ML Training System
To make creation and testing of ML models easy for you, we are providing you with a ML model creation suite. This is a beta feature, so please bear with us while we iron out the bugs!
Installation
Get the toolbox by typing the following commands in your terminal:
pip uninstall auquan_toolbox
pip install -U auquan_toolbox_beta --no-cache-dir
For ML Training system to work, following need to be specified:
DataSource
Similar to Trading System above.
DataSplit Ratio
A list specifying the percentage of Training, Validation and Test Data. Eg [6,2,2]. The model is trained and validated on Training and Validation data respectively and then backtested for trading on Test Data.
Features
InstrumentFeatureConfigDicts
Similar to Trading System above.
CustomFeatures
Similar to Trading System above.
Target Variable
The Variable you want to predict. This can be one or many variables.

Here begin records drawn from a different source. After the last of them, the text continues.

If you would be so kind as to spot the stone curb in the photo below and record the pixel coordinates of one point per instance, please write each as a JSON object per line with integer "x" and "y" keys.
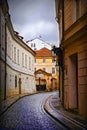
{"x": 11, "y": 102}
{"x": 61, "y": 117}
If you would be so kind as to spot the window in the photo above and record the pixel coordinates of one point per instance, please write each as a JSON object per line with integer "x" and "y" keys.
{"x": 22, "y": 59}
{"x": 53, "y": 70}
{"x": 34, "y": 45}
{"x": 29, "y": 63}
{"x": 12, "y": 52}
{"x": 25, "y": 61}
{"x": 35, "y": 60}
{"x": 34, "y": 69}
{"x": 53, "y": 60}
{"x": 18, "y": 57}
{"x": 75, "y": 10}
{"x": 31, "y": 44}
{"x": 15, "y": 81}
{"x": 44, "y": 69}
{"x": 44, "y": 60}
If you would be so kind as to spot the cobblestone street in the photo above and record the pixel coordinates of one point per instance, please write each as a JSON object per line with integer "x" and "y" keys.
{"x": 28, "y": 114}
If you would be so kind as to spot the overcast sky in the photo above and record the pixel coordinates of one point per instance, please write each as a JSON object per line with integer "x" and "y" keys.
{"x": 34, "y": 18}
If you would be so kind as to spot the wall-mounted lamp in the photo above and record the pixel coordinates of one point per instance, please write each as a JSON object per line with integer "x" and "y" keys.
{"x": 56, "y": 51}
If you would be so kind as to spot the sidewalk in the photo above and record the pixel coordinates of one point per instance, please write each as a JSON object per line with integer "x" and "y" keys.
{"x": 53, "y": 107}
{"x": 9, "y": 101}
{"x": 68, "y": 119}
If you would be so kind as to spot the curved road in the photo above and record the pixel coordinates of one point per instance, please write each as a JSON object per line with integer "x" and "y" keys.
{"x": 28, "y": 114}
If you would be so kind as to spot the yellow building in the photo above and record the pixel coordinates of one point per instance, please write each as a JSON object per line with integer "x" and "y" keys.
{"x": 16, "y": 59}
{"x": 72, "y": 18}
{"x": 45, "y": 70}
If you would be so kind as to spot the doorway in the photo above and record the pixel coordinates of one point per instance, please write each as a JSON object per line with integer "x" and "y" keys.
{"x": 19, "y": 85}
{"x": 73, "y": 81}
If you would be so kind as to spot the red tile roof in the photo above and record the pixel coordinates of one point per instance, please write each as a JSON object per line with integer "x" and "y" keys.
{"x": 43, "y": 52}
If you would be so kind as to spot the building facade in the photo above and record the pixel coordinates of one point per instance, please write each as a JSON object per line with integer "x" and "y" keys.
{"x": 45, "y": 69}
{"x": 2, "y": 52}
{"x": 72, "y": 19}
{"x": 17, "y": 60}
{"x": 38, "y": 43}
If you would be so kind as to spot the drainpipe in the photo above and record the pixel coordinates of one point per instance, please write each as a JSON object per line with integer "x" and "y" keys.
{"x": 5, "y": 60}
{"x": 62, "y": 51}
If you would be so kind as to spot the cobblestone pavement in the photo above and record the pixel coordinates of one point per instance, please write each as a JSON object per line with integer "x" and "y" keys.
{"x": 28, "y": 114}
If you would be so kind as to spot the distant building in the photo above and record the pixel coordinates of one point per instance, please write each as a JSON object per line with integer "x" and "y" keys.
{"x": 38, "y": 43}
{"x": 45, "y": 70}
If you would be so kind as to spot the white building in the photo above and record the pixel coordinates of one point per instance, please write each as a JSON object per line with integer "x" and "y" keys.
{"x": 18, "y": 66}
{"x": 38, "y": 43}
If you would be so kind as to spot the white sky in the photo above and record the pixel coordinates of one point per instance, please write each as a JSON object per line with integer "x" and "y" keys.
{"x": 34, "y": 18}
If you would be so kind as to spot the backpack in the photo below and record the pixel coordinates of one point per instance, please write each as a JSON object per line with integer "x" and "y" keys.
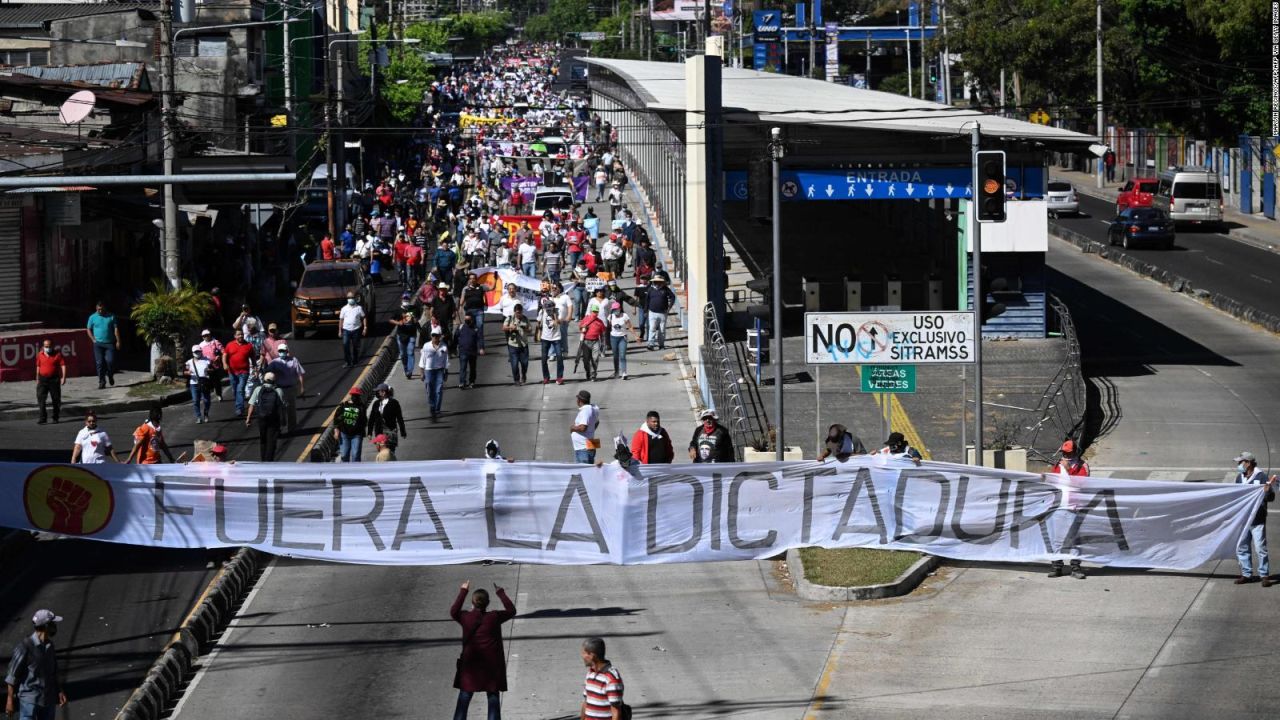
{"x": 269, "y": 402}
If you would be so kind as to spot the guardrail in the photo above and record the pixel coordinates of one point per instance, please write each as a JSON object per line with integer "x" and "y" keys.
{"x": 1063, "y": 405}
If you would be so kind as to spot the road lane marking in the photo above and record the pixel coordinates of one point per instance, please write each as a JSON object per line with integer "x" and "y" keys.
{"x": 208, "y": 661}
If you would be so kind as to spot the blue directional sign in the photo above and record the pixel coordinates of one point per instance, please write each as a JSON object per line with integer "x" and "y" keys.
{"x": 903, "y": 183}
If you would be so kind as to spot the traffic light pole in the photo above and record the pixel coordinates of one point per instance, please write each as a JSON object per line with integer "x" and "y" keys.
{"x": 776, "y": 153}
{"x": 974, "y": 233}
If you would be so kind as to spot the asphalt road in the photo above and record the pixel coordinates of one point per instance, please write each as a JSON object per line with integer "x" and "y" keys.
{"x": 1210, "y": 260}
{"x": 122, "y": 602}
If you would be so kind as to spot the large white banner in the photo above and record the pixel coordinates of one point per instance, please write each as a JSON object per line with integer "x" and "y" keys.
{"x": 467, "y": 510}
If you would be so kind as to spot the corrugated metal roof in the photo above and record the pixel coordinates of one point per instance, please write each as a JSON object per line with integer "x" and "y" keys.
{"x": 35, "y": 16}
{"x": 792, "y": 100}
{"x": 120, "y": 76}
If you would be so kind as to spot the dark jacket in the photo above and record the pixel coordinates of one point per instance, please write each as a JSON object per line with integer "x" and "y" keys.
{"x": 470, "y": 341}
{"x": 483, "y": 665}
{"x": 385, "y": 419}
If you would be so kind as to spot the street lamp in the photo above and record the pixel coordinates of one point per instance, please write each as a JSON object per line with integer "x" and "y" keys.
{"x": 288, "y": 63}
{"x": 328, "y": 123}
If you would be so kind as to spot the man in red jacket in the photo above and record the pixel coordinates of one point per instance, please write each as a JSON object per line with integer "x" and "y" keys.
{"x": 650, "y": 445}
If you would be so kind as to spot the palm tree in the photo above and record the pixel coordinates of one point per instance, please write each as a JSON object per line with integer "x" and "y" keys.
{"x": 164, "y": 315}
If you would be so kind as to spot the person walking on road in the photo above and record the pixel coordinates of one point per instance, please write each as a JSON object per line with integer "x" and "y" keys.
{"x": 481, "y": 665}
{"x": 289, "y": 377}
{"x": 658, "y": 301}
{"x": 355, "y": 326}
{"x": 602, "y": 695}
{"x": 268, "y": 402}
{"x": 842, "y": 443}
{"x": 1073, "y": 466}
{"x": 240, "y": 356}
{"x": 35, "y": 689}
{"x": 92, "y": 445}
{"x": 199, "y": 381}
{"x": 149, "y": 440}
{"x": 896, "y": 446}
{"x": 517, "y": 329}
{"x": 104, "y": 332}
{"x": 549, "y": 331}
{"x": 434, "y": 360}
{"x": 470, "y": 349}
{"x": 385, "y": 417}
{"x": 711, "y": 441}
{"x": 1256, "y": 538}
{"x": 650, "y": 445}
{"x": 350, "y": 424}
{"x": 583, "y": 431}
{"x": 50, "y": 378}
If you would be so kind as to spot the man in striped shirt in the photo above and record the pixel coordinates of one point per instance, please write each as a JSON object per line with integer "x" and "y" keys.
{"x": 603, "y": 695}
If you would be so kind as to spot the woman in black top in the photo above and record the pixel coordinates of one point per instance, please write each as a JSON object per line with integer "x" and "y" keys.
{"x": 385, "y": 417}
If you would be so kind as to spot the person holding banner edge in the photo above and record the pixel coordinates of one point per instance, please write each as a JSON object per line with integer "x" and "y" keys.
{"x": 1256, "y": 538}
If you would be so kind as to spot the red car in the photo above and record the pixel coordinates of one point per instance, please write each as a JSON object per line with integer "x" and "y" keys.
{"x": 1136, "y": 194}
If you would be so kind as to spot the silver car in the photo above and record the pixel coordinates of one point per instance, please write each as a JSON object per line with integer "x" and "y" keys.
{"x": 1060, "y": 199}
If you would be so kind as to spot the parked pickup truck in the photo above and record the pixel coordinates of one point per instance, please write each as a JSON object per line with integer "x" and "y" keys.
{"x": 1137, "y": 194}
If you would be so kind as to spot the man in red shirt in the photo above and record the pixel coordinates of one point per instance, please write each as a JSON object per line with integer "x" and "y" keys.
{"x": 50, "y": 378}
{"x": 238, "y": 356}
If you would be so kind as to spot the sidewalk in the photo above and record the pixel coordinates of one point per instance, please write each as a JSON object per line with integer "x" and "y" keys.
{"x": 1252, "y": 229}
{"x": 132, "y": 391}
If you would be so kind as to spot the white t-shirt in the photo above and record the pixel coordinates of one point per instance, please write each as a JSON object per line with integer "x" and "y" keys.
{"x": 507, "y": 305}
{"x": 94, "y": 445}
{"x": 620, "y": 324}
{"x": 549, "y": 324}
{"x": 528, "y": 253}
{"x": 351, "y": 317}
{"x": 588, "y": 415}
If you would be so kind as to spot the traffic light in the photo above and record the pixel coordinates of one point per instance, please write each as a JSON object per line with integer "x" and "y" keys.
{"x": 990, "y": 194}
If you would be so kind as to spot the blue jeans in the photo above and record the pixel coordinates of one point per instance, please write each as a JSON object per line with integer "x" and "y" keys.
{"x": 240, "y": 381}
{"x": 1257, "y": 536}
{"x": 199, "y": 395}
{"x": 552, "y": 347}
{"x": 351, "y": 346}
{"x": 350, "y": 446}
{"x": 104, "y": 356}
{"x": 406, "y": 346}
{"x": 32, "y": 711}
{"x": 460, "y": 712}
{"x": 618, "y": 345}
{"x": 519, "y": 359}
{"x": 434, "y": 382}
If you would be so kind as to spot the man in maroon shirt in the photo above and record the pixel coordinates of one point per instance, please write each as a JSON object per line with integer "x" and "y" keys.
{"x": 50, "y": 378}
{"x": 238, "y": 356}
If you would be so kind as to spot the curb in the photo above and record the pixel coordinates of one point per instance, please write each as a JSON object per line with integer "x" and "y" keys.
{"x": 905, "y": 583}
{"x": 78, "y": 409}
{"x": 206, "y": 620}
{"x": 1173, "y": 281}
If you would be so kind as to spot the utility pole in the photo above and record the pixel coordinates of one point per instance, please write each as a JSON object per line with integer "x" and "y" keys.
{"x": 168, "y": 127}
{"x": 1101, "y": 118}
{"x": 974, "y": 233}
{"x": 776, "y": 151}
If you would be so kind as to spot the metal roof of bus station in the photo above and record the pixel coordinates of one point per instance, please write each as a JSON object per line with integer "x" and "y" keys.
{"x": 794, "y": 100}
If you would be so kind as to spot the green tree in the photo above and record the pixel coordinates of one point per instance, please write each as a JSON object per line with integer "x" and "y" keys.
{"x": 163, "y": 315}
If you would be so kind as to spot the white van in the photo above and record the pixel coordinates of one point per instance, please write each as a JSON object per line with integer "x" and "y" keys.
{"x": 1189, "y": 195}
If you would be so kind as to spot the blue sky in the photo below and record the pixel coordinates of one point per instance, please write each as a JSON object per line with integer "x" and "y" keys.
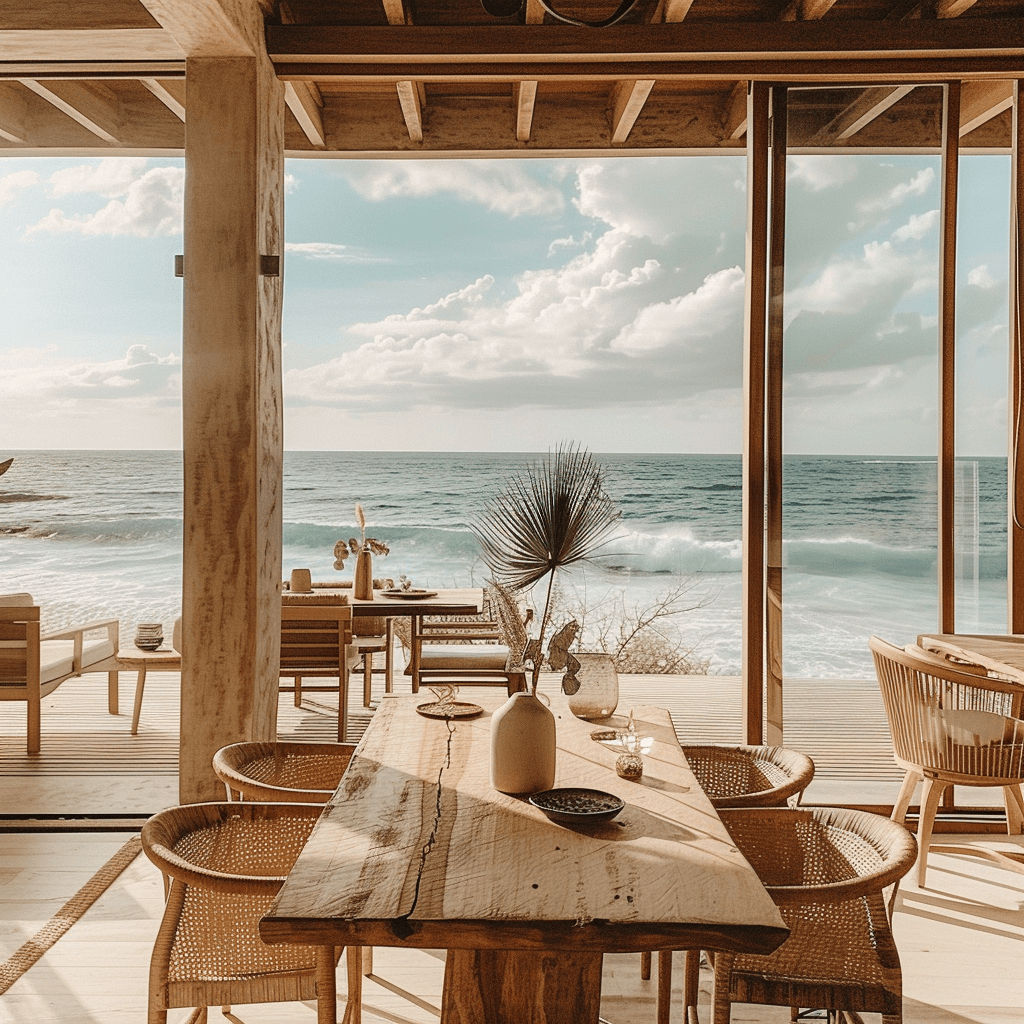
{"x": 509, "y": 304}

They can be specified as one of the features created above (with a shift) or loaded from a file as below:
getTargetVariableConfigDicts(self):
Y = {'featureKey' : 'Y', #Use a feature loaded from datasource
'featureId' : '',
'params' : {}}
tv = {'featureKey' : 'direction_tv', ##Create a target variable from a feature
'featureId' : 'direction',
'params' : {'period' : 5,
'featureName' : 'ma_5',
'shift' : 5}}
return {INSTRUMENT_TYPE_STOCK : [tv]}
FeatureSelectionConfigDicts
Use this to specify the methods to be used for feature engineering. For example, you can choose to reduce the overall set of features by keeping only those features which display a certain minimum correlation to target Variable. Current Available methods are:
def getFeatureSelectionConfigDicts(self):
corr = {'featureSelectionKey': 'corr',
'featureSelectionId' : 'pearson_correlation',
'params' : {'startPeriod' : 0,
'endPeriod' : 60,
'steps' : 10,
'threshold' : 0.1,
'topK' : 2}}
genericSelect = {'featureSelectionKey' : 'gus',
'featureSelectionId' : 'generic_univariate_select',
'params' : {'scoreFunction' : 'f_classif',
'mode' : 'k_best',
'modeParam' : 'all'}}
rfecvSelect = {'featureSelectionKey': 'rfecv',
'featureSelectionId': 'rfecv_selection',
'params' : {'estimator' : 'LinearRegression',
'estimator_params' : {},
'step' : 1,
'cv' : None,
'scoring' : None,
'n_jobs' : 2}}
return {INSTRUMENT_TYPE_STOCK : [genericSelect]}
FeatureTransformationConfigDicts
The methods you want to use to normalize or transform features. Current available methods are:
def getFeatureTransformationConfigDicts(self):
stdScaler = {'featureTransformKey': 'stdScaler',
'featureTransformId' : 'standard_transform',
'params' : {}}
minmaxScaler = {'featureTransformKey' : 'minmaxScaler',
'featureTransformId' : 'minmax_transform',
'params' : {'low' : -1,
'high' : 1}}
pcaScaler = {'featureTransformKey' : 'pcaScaler',
'featureTransformId' : 'pca_transform',
'params' : {'n_comp' : 6,
'copy' : True,
'whiten' : False,
'svd' : 'full',
'itr_power' : 'auto',
'random_state' : None}}
return {INSTRUMENT_TYPE_STOCK : [stdScaler]}
Model Config Dicts
The ML models you want to train. Current available models are:
def getModelConfigDicts(self):
regression_model = {'modelKey': 'linear_regression',
'modelId' : 'linear_regression',
'params' : {}}
mlp_regression_model = {'modelKey': 'mlp_regression',
'modelId' : 'mlp_regression',
'params' : {}}
classification_model = {'modelKey': 'logistic_regression',
'modelId' : 'logistic_regression',
'params' : {}}
mlp_classification_model = {'modelKey': 'mlp_classification',
'modelId' : 'mlp_classification',
'params' : {}}
svm_model = {'modelKey': 'svm_model',
'modelId' : 'support_vector_machine',
'params' : {}}
return {INSTRUMENT_TYPE_STOCK : [classification_model]}
Prediction Function
You do not have to specify a prediction function. The toolbox automatically creates a prediction function using the features and trained model from above.